Recently, however, I have become more wary of startups that do show high levels of user engagement without a clear path to monetization. I’ve discussed this topic with a co-worker and here are my thoughts on how Codecademy would be able to monetize their product.
- Freemium: For many other Saas companies, such as DropBox and LinkedIn, the freemium model has proven to work remarkably. With Codecademy’s consumer focus, this model is probably the easiest to implement. Basic Java lessons can remain free with Codecademy charging a small fee for more advanced programming topics. Premium version of Codecademy may also include features such as live chat TA sessions or coding battles between students.

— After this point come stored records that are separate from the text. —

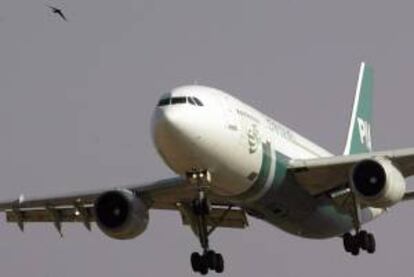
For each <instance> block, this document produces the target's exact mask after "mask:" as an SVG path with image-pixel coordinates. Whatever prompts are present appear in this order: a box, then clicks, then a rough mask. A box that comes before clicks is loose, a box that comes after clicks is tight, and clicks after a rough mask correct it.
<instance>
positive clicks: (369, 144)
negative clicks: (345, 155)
mask: <svg viewBox="0 0 414 277" xmlns="http://www.w3.org/2000/svg"><path fill="white" fill-rule="evenodd" d="M357 121H358V130H359V138H360V140H361V144H363V145H365V146H366V147H367V149H368V150H370V151H371V150H372V140H371V125H370V124H369V123H368V122H367V121H365V120H363V119H362V118H360V117H358V119H357Z"/></svg>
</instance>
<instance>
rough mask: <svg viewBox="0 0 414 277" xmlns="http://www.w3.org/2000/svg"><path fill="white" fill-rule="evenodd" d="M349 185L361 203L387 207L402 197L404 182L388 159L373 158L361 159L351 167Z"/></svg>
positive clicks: (405, 183)
mask: <svg viewBox="0 0 414 277" xmlns="http://www.w3.org/2000/svg"><path fill="white" fill-rule="evenodd" d="M351 187H352V190H353V192H354V193H355V194H356V197H357V198H358V200H359V201H360V202H361V203H363V204H366V205H368V206H372V207H376V208H387V207H390V206H392V205H394V204H396V203H398V202H399V201H400V200H401V199H402V198H403V196H404V193H405V188H406V182H405V179H404V177H403V176H402V174H401V172H400V171H399V170H398V169H397V168H396V167H395V166H394V165H393V164H392V162H391V161H390V160H388V159H384V158H374V159H369V160H364V161H361V162H359V163H357V164H356V165H355V166H354V167H353V169H352V171H351Z"/></svg>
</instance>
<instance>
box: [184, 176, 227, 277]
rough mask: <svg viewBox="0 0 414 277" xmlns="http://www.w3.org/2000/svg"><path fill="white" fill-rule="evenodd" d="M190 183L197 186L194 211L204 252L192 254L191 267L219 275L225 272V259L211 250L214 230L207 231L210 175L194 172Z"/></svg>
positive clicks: (208, 204)
mask: <svg viewBox="0 0 414 277" xmlns="http://www.w3.org/2000/svg"><path fill="white" fill-rule="evenodd" d="M187 178H188V179H189V181H190V182H191V183H192V184H194V185H196V186H197V189H198V197H197V198H196V199H194V200H193V202H192V207H191V208H192V211H193V214H194V216H195V219H196V222H195V227H196V230H195V232H196V234H197V236H198V238H199V240H200V244H201V247H202V248H203V252H202V253H201V254H200V253H198V252H194V253H192V254H191V266H192V268H193V271H194V272H199V273H201V274H202V275H206V274H207V273H208V271H209V270H214V271H215V272H217V273H222V272H223V271H224V259H223V256H222V255H221V254H219V253H216V252H215V251H213V250H211V249H210V246H209V240H208V237H209V235H210V234H211V233H212V231H213V230H214V229H212V230H207V217H208V215H209V213H210V209H211V207H210V203H209V201H208V199H207V197H206V191H207V190H208V189H209V187H210V181H211V178H210V173H209V172H208V171H206V170H201V171H198V170H192V171H191V172H188V173H187Z"/></svg>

- Licensing: If Codecademy is able to build an engaging learning platform for programming, it has infinite potential to license this software to schools and corporations. At my firm, my co-workers and I are obliged to complete quarterly training exercises for regulatory reasons. I can imagine Codecademy serving refresher coding exercises to technology companies to help keep their workforce up-to-date.
- Crowdsourcing: While a lot of startups are addressing the pain points of recruiting and hiring developers, Codecademy can’t really address this market because I think they are more about educating than finding talent. However, if there is a way to add a hiring component to the existing educational platform, I see the potential for Codecademy to become the Mechanical Turk of small programming jobs.
- Branded events: There are already official Meetup groups in over 170 regional areas worldwide; people are clearly already excited about the company. I can see Codecademy hosting large-scale events similar to TechCrunch Disrupt that are in-line with its mission of teaching people to program.
- Advertising: While advertising has always been the business model of choice for most web companies, I think Codecademy can get creative with it. For example, instead of just displaying ads across the top, side, or bottom of the site, Codecademy can work with partner brands to offer sponsored lessons. Furthermore, it would be interesting to see how well advertisement would work inside the the lessons themselves, similar to how video games now feature branded billboards/items within the gaming environment.
What do you think? What are some other options?